Provavelmente devido a estes dois termos, ao longo dos séculos foram estabelecidos equívocos acerca do suposto uso deste material na mumificação de corpos egípcios. Outro ponto que influenciou para a confusão foi quando o medicamento proveniente do betume ficou extremamente popular após o século 13 e a resina cristalina encontrada nos corpos mumificados do Egito também começou a ser utilizada para o mesmo fim para atender este mercado. Esta relação entre estes produtos foi estabelecida porque pensava-se que se tratavam do mesmo material, até a sua aparência bruta sugeria uma identidade química. Simultaneamente o termo múmiya foi transferido para tal resina (DAWSON, 1927 apud AUFDERHEIDE, 2010).

Múmia egípcia. Foto disponível em . Acesso em 17 de janeiro de 2014.

Múmia egípcia. Foto disponível em < http://www.washingtonpost.com/blogs/wonkblog/wp/2013/03/11/even-mummies-get-heart-disease/ >. Acesso em 17 de janeiro de 2014.

Quando os físicos europeus identificaram a aparente eficácia clínica da resina, os boticários começaram a empregá-la para os mais diversos fins (AUFDERHEIDE, 2010), porém, quando era realizada a coleta nas múmias, fragmentos castanho-claro de músculos frequentemente eram incluídos acidentalmente. Deste fato, mais a onda orientalista da época que ajudava na criação de um Egito Antigo místico cuja mágica ainda estava presente, surgiu a fé de que estas partes trituradas das múmias auxiliavam no seu uso médico-terapêutico. Esta ligação estabelecida com o betume, com a resina e por fim com a pele mumificada fez com que o termo múmiya fosse transferido no século 18 desta vez para os corpos humanos preservados e mais tarde também para todo e qualquer tecido total ou parcialmente conservado.

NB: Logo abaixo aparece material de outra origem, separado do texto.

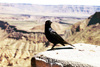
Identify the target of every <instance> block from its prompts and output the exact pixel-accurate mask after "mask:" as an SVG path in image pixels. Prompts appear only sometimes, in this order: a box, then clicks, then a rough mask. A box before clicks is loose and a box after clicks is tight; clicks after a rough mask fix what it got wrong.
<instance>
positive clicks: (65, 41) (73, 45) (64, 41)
mask: <svg viewBox="0 0 100 67" xmlns="http://www.w3.org/2000/svg"><path fill="white" fill-rule="evenodd" d="M64 43H65V44H69V45H71V46H73V47H75V46H74V45H72V44H70V43H68V42H66V41H64Z"/></svg>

Mas o betume foi utilizado para a mumificação?

Em 1926 o químico britânico Alfred Lucas (1867-1945) identificou a possível presença do betume do Mar Vermelho em múmias egípcias (SEEHER, 1922), que poderia ter chegado ao Egito através de caravanas advindas do deserto oriental, mais propriamente do Sinai.

Conhecemos o uso da resina líquida quente em múmias datadas do Antigo Império e ao longo de todo o faraônico, mas o betume só foi adotado tardiamente. Um exemplo do seu uso foi encontrado em restos mortais provenientes da tumba do faraó Djoser (3ª Dinastia), mas que foram datados como pertencentes aos períodos tardios. Nesta ocasião foi constatado que o seu uso foi empregado em uma mistura com a resina, esperando que assim a cultura de micro organismos – responsável pela decomposição cadavérica – no tecido morto fosse desencorajada.

Referências:

AUFDERHEIDE, Arthur. The Scientific Study of Mummies. Nova York: University of Cambridge, 2010.

HARRIS, James. “Scientific study of mummies”.In: BARD, Kathryn.Encyclopedia of the Archaeology of Ancient Egypt. London: Routledge, 1999.

SEEHER, Jurgen. “Ma’adi and Wadi Digla”. In: BARD, Kathryn. Encyclopedia of the Archaeology of Ancient Egypt. London: Routledge, 1999.